Other media firms have struck deals with OpenAI. Axel Springer, the publisher of Business Insider, recently hammered out a deal allowing OpenAI to use its data for three years in exchange for "tens of millions" of euros. In April, The Associated Press signed a two-year deal allowing OpenAI to use select news content dating back to 1985 to train its algorithms.
Generative AI tools use large language models to handle users' queries, and the better the quality of data used to train an LLM, the better the potential results. By working more closely with reputable news outlets, generative AI tools such as ChatGPT could in theory deliver more accurate and trustworthy responses. To date, numerous instances have come to light of chatbots misattributing information or attributing factually incorrect information to an incorrect source.

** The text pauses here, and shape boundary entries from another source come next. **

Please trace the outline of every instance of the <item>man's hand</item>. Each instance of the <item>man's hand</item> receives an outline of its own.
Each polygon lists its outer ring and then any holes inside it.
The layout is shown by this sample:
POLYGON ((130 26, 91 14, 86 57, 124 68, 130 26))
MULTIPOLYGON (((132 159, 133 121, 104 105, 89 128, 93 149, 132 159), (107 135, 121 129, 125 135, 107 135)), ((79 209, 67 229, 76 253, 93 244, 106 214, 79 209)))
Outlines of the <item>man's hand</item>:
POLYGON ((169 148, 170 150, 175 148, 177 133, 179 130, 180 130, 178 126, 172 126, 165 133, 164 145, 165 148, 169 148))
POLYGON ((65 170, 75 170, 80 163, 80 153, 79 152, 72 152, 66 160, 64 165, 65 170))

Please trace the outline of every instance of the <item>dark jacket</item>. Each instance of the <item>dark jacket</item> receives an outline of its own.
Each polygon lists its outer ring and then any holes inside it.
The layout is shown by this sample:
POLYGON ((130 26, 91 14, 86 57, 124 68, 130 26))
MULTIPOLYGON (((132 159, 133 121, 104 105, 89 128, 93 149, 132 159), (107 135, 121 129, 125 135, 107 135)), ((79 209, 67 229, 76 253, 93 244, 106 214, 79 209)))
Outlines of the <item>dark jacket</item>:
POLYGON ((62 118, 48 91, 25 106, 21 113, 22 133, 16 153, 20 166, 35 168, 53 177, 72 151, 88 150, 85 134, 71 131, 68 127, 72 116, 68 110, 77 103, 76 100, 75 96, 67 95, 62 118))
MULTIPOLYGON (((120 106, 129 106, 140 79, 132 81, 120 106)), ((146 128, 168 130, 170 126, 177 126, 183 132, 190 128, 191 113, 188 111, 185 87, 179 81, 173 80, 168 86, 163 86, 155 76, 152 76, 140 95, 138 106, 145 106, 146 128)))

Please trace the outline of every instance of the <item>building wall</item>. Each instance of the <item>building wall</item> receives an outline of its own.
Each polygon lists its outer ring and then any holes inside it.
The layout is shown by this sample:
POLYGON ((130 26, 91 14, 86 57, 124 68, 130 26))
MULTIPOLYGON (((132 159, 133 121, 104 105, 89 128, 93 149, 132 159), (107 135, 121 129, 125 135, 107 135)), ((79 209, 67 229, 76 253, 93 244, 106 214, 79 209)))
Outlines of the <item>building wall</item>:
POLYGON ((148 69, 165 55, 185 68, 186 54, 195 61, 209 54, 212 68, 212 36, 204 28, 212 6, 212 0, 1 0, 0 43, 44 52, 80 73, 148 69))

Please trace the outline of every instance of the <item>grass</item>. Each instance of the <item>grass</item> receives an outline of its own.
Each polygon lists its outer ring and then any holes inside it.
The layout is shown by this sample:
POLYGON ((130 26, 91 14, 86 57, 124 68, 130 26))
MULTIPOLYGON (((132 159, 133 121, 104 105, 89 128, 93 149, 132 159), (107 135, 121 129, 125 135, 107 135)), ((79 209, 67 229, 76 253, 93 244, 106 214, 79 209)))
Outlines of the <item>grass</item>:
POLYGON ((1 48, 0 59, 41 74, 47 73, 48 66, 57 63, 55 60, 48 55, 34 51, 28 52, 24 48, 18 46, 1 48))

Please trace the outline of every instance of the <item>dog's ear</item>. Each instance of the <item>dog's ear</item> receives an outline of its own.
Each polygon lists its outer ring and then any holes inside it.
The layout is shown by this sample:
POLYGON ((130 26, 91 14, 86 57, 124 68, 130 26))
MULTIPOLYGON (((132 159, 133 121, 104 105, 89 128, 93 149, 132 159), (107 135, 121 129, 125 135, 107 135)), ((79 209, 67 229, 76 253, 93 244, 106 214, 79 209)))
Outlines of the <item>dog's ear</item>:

The Times said in its complaint that it had analyzed the web crawlers AI companies use to gather LLM data for training their algorithms, as well as ChatGPT's query responses, and found it was returning content that was nearly identical to Times' articles, while at the same time sometimes inaccurately attributing its responses to information sourced from the Times.
The unauthorized use of the Times' content to create AI products that directly compete with the Times "threatens" the newspaper's business and gives companies that use AI a "free-ride on The Times's massive investment in its journalism by using it to build substitutive products without permission or payment," according to the Times' complaint. While OpenAI and Microsoft "engaged in widescale copying from many sources," they placed "particular emphasis" on using Times' content, it said.
"This action seeks to hold them responsible for the billions of dollars in statutory and actual damages that they owe for the unlawful copying and use of The Times's uniquely valuable works," according to the complaint. "If The Times and other news organizations cannot produce and protect their independent journalism, there will be a vacuum that no computer or artificial intelligence can fill."
Creators Seek Compensation
The Times' lawsuit is the latest to be filed by organizations, artists and writers from across the United States who are seeking legal remedies to stop AI companies from using their intellectual property without recompense or permission. Social media platform X's owner Elon Musk recently pursued four firms, including Israel's Bright Data, for scraping user-generated data from his platform.
Dozens of print and digital news executives in October lobbied members of Congress, seeking stronger copyright protection, required disclosures and transparency for training AI models as well as liability and accountability.
The U.S. Copyright Office is studying the legal and policy issues posed by AI. Responding to its call for comment, the News Media Alliance, which comprises more than 18,000 members, in October recommended requiring "strong and enforceable recordkeeping obligations" for all AI firms as part of a mandatory "rights-based licensing framework" to compensate authors and publishers.
How online platforms can use news content - and the rights of authors and publishers - remains an open legal question. One long-standing battle centers on Google and Meta displaying news content on their sites. In 2021, Australia proposed legislation that would force such platforms to compensate domestic news publishers. A similar law in Canada led Meta to block all news from Facebook's Canadian site.
Media Outlets Experiment
News organizations have not been sitting idly by as chatbot capabilities surge. Outlets such as the AP, the Guardian and Insider have been experimenting with the technology. The Times hired an editorial director to lead its artificial intelligence initiatives.
Some media firms have already gotten into hot water over their use of AI. Earlier this month, Sports Illustrated publisher Arena Group fired multiple executives after they allegedly oversaw the use of AI to generate content attributed to fake bylines. In November 2022, technology news site CNET began publishing AI-written stories, only to later find errors in more than half of them.